Se creó, sobre el papel, un ejército de 300.000 soldados, -varias veces superior al español en recursos-, con la finalidad de garantizar que el pasado no regresara. De la cohesión, integridad y heroísmo de ese ejército hablan su rápida y reciente disolución en el anonimato y la inmediata aparición de sus armas en manos de los talibanes. Un escándalo ampliado por la desaparición del gobierno afgano, la huida de sus líderes y la ausencia entre estos de manifestaciones épicas, por simbólicas que fuesen, en defensa de la democracia como pilar político del país.
La experiencia de Afganistán atrae la atención por algo más que las estremecedoras imágenes del aeropuerto de Kabul y de los atentados terroristas. Nos dice que la bandera de la democracia se ha utilizado, una vez más, para cubrir hipócritamente las apariencias. Tranquilizar las conciencias de las ciudadanías de los países occidentales exige que se sientan parte de un bando defensor del bien y la justicia y, por lo tanto, moralmente legitimado para la destrucción de las clasificadas como fuerzas del mal. Una destrucción que, según se asegura a la gente, permitirá que las semillas de las libertades germinen con rapidez en los ciudadanos del país invadido, como si la presencia de soldados, en contacto con la sociedad civil existente, propiciara una suerte de transfusión cultural arrebatadora de las mezquindades de la historia local. En realidad, tras esa democracia inventada, lo que ha crecido ha sido la captación clientelar de parte de la población afgana. La reconstrucción no ha sido más que una excusa para que el caciquismo se afianzara. El dinero ha sido el fluido que ha mantenido vivo un régimen artificial para el que apenas existía un espacio de convicciones reales, solidarias con el bienestar y la voz del pueblo.

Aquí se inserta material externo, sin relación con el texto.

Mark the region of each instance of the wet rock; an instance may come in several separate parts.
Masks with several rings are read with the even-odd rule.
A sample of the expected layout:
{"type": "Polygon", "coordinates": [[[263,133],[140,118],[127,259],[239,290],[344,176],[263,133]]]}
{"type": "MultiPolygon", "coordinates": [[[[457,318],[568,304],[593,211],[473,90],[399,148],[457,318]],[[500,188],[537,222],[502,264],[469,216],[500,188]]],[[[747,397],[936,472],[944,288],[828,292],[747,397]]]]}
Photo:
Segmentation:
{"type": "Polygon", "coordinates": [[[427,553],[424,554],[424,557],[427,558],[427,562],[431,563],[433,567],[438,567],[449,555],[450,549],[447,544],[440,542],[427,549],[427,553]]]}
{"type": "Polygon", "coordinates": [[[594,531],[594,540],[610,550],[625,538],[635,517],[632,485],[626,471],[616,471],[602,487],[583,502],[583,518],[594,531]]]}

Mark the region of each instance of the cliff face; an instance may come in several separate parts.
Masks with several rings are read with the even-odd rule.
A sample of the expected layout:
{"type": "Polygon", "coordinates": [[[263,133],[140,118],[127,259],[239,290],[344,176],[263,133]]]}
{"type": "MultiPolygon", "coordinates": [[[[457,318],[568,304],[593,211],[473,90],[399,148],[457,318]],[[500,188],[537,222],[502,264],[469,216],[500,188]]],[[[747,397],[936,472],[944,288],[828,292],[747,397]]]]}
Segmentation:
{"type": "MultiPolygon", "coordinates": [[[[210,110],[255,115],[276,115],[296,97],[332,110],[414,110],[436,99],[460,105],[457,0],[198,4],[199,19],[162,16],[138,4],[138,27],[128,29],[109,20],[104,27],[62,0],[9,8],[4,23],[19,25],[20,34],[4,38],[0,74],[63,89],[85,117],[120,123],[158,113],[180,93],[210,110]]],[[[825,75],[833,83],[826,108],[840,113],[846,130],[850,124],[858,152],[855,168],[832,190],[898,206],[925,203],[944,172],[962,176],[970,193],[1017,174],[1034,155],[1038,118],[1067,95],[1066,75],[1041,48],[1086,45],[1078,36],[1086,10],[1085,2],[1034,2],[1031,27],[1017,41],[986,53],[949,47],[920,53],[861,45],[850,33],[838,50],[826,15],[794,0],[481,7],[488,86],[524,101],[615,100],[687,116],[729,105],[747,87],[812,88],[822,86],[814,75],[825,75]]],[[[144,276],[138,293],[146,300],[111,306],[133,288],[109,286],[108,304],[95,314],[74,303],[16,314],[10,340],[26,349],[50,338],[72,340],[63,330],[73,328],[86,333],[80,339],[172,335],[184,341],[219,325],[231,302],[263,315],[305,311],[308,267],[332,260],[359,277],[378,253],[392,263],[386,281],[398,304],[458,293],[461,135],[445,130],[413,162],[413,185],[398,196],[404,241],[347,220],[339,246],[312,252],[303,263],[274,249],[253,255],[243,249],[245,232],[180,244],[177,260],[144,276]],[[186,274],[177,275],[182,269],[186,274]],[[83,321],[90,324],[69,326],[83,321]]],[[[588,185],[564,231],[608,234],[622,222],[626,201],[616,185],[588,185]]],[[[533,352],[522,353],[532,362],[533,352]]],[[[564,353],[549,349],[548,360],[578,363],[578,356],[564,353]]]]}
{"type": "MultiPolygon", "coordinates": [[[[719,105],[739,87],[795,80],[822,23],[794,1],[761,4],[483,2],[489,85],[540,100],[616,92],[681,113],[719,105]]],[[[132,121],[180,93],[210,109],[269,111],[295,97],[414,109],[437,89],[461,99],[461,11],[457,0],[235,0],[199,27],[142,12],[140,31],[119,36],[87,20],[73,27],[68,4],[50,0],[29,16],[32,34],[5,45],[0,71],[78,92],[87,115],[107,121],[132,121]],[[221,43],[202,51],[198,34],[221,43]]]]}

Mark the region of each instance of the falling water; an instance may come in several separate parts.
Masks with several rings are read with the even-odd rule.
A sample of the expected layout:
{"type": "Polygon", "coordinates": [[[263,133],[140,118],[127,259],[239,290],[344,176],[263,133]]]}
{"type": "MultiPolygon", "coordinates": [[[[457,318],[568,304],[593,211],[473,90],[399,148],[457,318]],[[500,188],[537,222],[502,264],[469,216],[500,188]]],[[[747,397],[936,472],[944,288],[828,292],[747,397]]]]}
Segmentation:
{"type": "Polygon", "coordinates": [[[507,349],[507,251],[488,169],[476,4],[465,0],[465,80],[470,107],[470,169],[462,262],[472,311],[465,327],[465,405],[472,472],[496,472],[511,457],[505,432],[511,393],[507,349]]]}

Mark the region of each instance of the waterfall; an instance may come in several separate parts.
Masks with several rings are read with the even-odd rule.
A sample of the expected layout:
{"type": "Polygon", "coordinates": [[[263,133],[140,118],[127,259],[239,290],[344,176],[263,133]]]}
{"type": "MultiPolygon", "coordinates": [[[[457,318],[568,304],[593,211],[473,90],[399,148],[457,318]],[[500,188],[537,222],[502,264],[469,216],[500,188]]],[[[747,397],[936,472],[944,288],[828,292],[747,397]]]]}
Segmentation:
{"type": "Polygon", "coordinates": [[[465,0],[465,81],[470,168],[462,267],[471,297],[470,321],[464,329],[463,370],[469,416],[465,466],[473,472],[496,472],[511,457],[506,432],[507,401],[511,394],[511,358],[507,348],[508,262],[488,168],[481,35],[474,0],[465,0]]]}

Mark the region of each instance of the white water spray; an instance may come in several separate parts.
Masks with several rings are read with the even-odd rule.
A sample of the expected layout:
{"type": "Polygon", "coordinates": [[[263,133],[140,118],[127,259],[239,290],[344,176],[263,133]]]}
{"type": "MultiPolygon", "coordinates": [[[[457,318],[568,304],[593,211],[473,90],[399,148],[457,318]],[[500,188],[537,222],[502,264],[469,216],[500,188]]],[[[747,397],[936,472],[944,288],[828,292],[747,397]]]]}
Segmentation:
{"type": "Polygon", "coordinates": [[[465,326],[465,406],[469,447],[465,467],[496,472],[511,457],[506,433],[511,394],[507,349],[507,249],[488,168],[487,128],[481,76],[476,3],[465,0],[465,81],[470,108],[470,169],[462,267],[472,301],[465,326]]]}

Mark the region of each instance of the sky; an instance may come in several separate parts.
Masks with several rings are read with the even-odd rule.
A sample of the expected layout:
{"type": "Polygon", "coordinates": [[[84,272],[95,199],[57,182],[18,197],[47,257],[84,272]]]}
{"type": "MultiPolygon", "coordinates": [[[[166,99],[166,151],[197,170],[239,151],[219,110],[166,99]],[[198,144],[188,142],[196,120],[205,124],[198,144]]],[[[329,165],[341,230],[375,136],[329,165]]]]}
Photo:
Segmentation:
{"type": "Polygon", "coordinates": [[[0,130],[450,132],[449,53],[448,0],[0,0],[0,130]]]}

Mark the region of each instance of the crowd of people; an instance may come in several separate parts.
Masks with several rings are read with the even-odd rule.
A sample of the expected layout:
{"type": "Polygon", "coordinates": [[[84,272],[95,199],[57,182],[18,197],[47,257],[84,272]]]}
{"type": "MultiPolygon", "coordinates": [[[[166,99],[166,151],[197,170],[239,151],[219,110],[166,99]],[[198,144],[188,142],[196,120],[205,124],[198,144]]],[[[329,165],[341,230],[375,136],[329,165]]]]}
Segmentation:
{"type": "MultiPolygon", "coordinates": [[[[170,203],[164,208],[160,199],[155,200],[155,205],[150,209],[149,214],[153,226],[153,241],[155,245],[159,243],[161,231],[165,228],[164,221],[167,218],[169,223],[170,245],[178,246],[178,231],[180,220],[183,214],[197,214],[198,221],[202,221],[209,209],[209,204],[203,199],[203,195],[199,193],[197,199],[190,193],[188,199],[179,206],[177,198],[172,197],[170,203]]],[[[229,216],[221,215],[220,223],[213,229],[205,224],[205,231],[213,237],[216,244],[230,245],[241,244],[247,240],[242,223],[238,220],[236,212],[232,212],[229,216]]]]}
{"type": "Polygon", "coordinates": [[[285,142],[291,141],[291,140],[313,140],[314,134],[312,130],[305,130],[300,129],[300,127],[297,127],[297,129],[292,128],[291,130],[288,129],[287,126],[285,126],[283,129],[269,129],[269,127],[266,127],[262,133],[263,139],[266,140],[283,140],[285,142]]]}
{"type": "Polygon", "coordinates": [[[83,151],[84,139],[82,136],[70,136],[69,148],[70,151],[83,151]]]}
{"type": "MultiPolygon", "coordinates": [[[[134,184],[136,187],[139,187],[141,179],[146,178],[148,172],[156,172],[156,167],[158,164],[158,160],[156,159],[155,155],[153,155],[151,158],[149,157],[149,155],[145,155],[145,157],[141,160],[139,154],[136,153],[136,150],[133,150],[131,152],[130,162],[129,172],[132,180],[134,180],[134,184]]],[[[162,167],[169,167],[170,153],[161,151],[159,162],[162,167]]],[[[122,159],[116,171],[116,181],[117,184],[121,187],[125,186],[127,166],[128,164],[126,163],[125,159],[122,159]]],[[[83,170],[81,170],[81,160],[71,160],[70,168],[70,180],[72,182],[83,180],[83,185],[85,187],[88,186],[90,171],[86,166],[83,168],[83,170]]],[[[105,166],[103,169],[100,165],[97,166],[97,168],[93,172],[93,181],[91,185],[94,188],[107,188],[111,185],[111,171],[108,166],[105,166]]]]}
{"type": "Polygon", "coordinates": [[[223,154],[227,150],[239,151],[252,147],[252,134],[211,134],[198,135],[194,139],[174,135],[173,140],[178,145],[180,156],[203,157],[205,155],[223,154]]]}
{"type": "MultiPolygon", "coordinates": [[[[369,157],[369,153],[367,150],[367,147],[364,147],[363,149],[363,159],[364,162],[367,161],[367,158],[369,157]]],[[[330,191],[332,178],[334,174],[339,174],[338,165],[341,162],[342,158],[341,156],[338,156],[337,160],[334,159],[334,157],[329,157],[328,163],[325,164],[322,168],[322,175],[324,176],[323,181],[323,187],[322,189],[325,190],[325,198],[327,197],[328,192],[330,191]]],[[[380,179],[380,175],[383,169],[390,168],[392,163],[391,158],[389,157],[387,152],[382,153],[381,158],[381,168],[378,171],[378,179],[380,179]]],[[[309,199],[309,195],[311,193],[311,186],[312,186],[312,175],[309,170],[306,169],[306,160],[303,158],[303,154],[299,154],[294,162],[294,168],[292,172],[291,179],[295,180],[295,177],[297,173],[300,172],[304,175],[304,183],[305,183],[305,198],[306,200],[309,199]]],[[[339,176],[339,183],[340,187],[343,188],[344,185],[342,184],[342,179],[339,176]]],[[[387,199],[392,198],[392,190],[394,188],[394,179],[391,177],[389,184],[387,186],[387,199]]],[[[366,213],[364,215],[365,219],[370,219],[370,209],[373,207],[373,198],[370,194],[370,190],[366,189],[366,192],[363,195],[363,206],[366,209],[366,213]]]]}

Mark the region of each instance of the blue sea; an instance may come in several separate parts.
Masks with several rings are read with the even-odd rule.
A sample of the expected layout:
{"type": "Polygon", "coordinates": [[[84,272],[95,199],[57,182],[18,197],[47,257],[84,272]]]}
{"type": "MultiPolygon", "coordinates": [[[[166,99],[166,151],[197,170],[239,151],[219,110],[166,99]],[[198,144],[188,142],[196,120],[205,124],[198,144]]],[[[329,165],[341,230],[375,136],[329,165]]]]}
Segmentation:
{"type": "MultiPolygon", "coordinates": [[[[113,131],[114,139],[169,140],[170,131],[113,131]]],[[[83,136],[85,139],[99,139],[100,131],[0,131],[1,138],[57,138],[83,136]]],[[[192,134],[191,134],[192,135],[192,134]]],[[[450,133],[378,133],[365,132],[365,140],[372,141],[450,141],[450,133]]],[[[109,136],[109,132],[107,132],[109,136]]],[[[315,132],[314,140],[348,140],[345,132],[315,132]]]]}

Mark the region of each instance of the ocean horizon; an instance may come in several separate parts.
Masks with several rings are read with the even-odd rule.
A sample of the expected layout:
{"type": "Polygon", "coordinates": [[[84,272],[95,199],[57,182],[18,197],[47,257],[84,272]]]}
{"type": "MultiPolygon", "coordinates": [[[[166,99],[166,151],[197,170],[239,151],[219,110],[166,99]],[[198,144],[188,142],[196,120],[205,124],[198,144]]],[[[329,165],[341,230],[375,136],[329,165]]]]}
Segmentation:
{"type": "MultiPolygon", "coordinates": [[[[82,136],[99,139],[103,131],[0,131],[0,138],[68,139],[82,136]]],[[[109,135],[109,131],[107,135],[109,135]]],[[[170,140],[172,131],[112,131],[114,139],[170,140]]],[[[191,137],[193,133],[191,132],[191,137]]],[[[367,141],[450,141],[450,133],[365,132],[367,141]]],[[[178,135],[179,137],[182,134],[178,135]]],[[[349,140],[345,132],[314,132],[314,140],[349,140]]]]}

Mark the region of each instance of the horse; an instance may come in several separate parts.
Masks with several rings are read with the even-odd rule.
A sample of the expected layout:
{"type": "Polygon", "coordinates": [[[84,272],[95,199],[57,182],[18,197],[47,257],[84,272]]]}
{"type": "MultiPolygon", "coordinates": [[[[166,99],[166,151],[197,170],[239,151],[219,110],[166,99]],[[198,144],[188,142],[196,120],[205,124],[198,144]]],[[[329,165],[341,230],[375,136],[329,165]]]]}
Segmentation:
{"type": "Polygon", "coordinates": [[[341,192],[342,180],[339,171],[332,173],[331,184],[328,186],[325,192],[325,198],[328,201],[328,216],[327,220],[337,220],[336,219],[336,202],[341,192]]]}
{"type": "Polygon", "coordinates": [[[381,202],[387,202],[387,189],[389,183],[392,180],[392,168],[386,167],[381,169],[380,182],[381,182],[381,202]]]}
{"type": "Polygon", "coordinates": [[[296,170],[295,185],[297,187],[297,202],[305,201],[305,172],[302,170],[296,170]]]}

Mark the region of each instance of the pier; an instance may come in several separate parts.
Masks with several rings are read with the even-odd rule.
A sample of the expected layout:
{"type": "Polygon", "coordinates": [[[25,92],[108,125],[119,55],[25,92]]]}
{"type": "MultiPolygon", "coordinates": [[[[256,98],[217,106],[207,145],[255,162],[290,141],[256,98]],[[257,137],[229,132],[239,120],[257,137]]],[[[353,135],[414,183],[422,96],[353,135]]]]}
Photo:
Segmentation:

Las consecuencias de este modelo farisaico de democracia prêt à `porter van más allá de Afganistán. Supone un vuelco para la confianza que otros países pueden tener depositada en los estados democráticos más señalados: como se ha comprobado, la fidelidad a las alianzas establecidas no ha brillado por su consistencia. Asimismo, el oportunismo mostrado por sus gobiernos representa un baño de realidad para los ciudadanos de los países que han sostenido este baile de ficciones. La democracia, por definición, no se impone: sólo prospera cuando se desea, asume y se practica. Ni siquiera el palo y la zanahoria logran siperar la fábula allá donde existe una amalgama cultural que aúna la ignorancia, el tribalismo, la religión en sus formas más rígidas y excluyentes y las grandes desigualdades económicas, sociales y de género. Las auténticas adhesiones a la democracia sólo nacen de la eclosión de la libertad de pensamiento y de su permanencia. Lo demás es eso: apariencia, simulación y, en definitiva, engaño para unos, auto-engaño para otros y cinismo para la minoría que monta el espectáculo.